Generating 100 million unique random uns

Forum

Forum
Beginners
Generating 100 million unique random uns

Generating 100 million unique random unsigned integers

Mar 21, 2017 at 2:16pm

Hello guys, i am thinking of building a program where i would take up data for people in the millions. I want to create a surrogate key to identify each person. I want a program that can generate 100( or more) million four-digit numbers.

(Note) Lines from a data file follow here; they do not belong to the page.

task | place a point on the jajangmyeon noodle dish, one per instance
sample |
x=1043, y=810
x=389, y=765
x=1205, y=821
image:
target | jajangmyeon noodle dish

Here is my first visionary try

#include <iostream>  // in/out-put stream
#include <random>  // random engine generator
#include <vector>  // for std::vector
#include <algorithm> // for std::remove
#include <iomanip> // for setw()

// definining constants. Change any of these the way you want 
#define LIMIT 1000	// number of runs and number needed
#define MIN_VAL 1000	// least number to generate
#define MAX_VAL 9999   // maximum number to generate
using namespace std;

vector<unsigned> randomIntegers();
// -------------------------------------------------------------------------------------------------

int main()
{
	vector<unsigned> lastDigits = randomIntegers();
	unsigned row = 1;
	//sort(lastDigits.begin(), lastDigits.end()); // uncomment if you want to sort the numbers 1-10
	for (auto num : lastDigits)
	{
		cout << left << setw(6) << num;
		if (row++ % 10 == 0)
			cout << endl;
	}
	cout << endl;
	return 0;
}

//------------------------------------------------------------------------------------------------
// function definition
vector<unsigned> randomIntegers()
{
	// Randomly generate numbers
	random_device rd;  // random seed
	mt19937 gen(rd()); // Initializing Mersnne Twister pseudo-random number generator
	uniform_int_distribution<> random(MIN_VAL, MAX_VAL);

	// container to store the numbers
	vector<unsigned> ranNumVec;

	// generate random numbers between minVal and maxVal
	for (size_t i = 0; i < LIMIT, ranNumVec.size() < LIMIT; i++)
	{
		unsigned ranNum = random(gen); // generate a number

		// check duplicate
		auto found = find(begin(ranNumVec), end(ranNumVec), ranNum);

		// if duplicate, delete one
		if (found != end(ranNumVec))
		{
			ranNumVec.erase(std::remove(ranNumVec.begin(), ranNumVec.end(), ranNum), ranNumVec.end());
		}
		ranNumVec.push_back(ranNum);  // only put numbers that are non-repeating
	}

	return ranNumVec;
}

Edit & run on cpp.sh

How can this be made faster? When i try to run say 10000 numbers, my computer seem to sleep. Maybe it is its speed?

Your suggestions??

Last edited on Mar 23, 2017 at 5:35pm

Mar 21, 2017 at 2:48pm

helios (17607)

I want a program that can generate 100( or more) million four-digit numbers.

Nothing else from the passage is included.